Using the Scholarcy Browser Extension
Our browser extension for Chrome, Edge and Firefox processes the contents of the current page in your web browser, if it is publicly accessible and not behind a login/paywall. The contents of the current page will be processed on our server, and the extracted information is returned to you. All content is deleted from our server within 30 minutes. When you click on the Scholarcy extension and choose ‘Options’, you can modify the way Scholarcy processes your content.
We use Google Analytics to gather anonymised statistics on the features that are being used (or not being used), to help us prioritise improvements to the service. None of this data is shared and we do not use this data for marketing or advertising purposes. Please read our Privacy and Cookies Policies, and also our FAQ for more information on how your data is processed.

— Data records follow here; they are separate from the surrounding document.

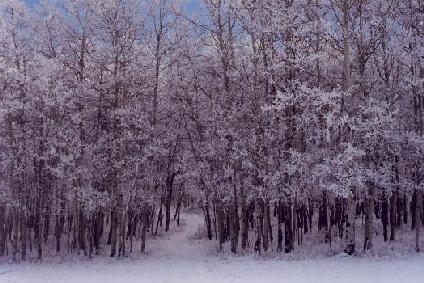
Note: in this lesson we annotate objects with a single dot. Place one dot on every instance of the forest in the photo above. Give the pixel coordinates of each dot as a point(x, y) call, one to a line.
point(279, 121)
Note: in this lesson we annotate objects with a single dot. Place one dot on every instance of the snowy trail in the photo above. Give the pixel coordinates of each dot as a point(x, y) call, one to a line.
point(177, 258)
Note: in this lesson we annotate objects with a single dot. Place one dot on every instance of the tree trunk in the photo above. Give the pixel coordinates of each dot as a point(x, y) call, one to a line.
point(244, 216)
point(259, 224)
point(15, 230)
point(113, 232)
point(145, 217)
point(384, 215)
point(220, 223)
point(265, 229)
point(350, 225)
point(418, 211)
point(288, 228)
point(23, 234)
point(280, 211)
point(369, 212)
point(208, 220)
point(2, 230)
point(393, 218)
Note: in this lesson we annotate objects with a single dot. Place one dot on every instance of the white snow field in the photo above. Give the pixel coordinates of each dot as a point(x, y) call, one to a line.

We’ve recently simplified the options to make the extension easier to configure. By default, all options apart from Rewrite in 3rd person, Extract tables, Extract figures are enabled.

Summarisation settings
This sets the length of the Scholarcy summary section of the flashcard. You can choose to have a summary with a fixed word limit set by the words option, or as a fraction of the original document set by the % option. If set, the % will override any value for the fixed word count. However, when the Structured summary and Section snippets options are checked (default – see below), setting a target summary length will have less of an effect, depending on the structure and length of the original article.
Summary engine
This can be set to articles, which gives a good result for a broad range of documents, or books/chapters, which tends to work better for book chapters and longer texts.
Rewrite in 3rd person
This rewrites the Scholarcy summary section into a neutral third person (for example ‘The authors’ results suggest …’) to make it easier to quote from and reference sections of the paper.
Structured summary
When checked, the AI will aim to structure the summary according to the structured of the source document, for example Introduction, Objectives, Methods, Results, Conclusion.
Section snippets
When checked, snippets from each section will be shown in the flashcard, and the AI will sample from these snippets when Structured summary is also enabled. When unchecked, the full content of each section will be shown and used as the input to the summary engine.
Highlighting
Auto highlighting
Facts (blue) and claims (beige) within the article are automatically highlighted for you, but you can uncheck this here to turn this feature off.
Wikipedia links
We automatically link key terms throughout the text to their Wikipedia articles, but if this is getting in the way, you can switch this off here.
Figures and tables
Extract tables
This identifies tabular data and their captions, showing the captions in a Tables section along with a download button to save the tables to an Excel file on your computer.
Extract figures
This extracts figures and their captions into a Figures section. You can then click on each figure to show a larger version in a new browser tab. Each Figure will be linked to callouts in the text. Figure extraction is very CPU intensive and, for large documents with high-resolution images, may not always be successful, so it is disabled by default.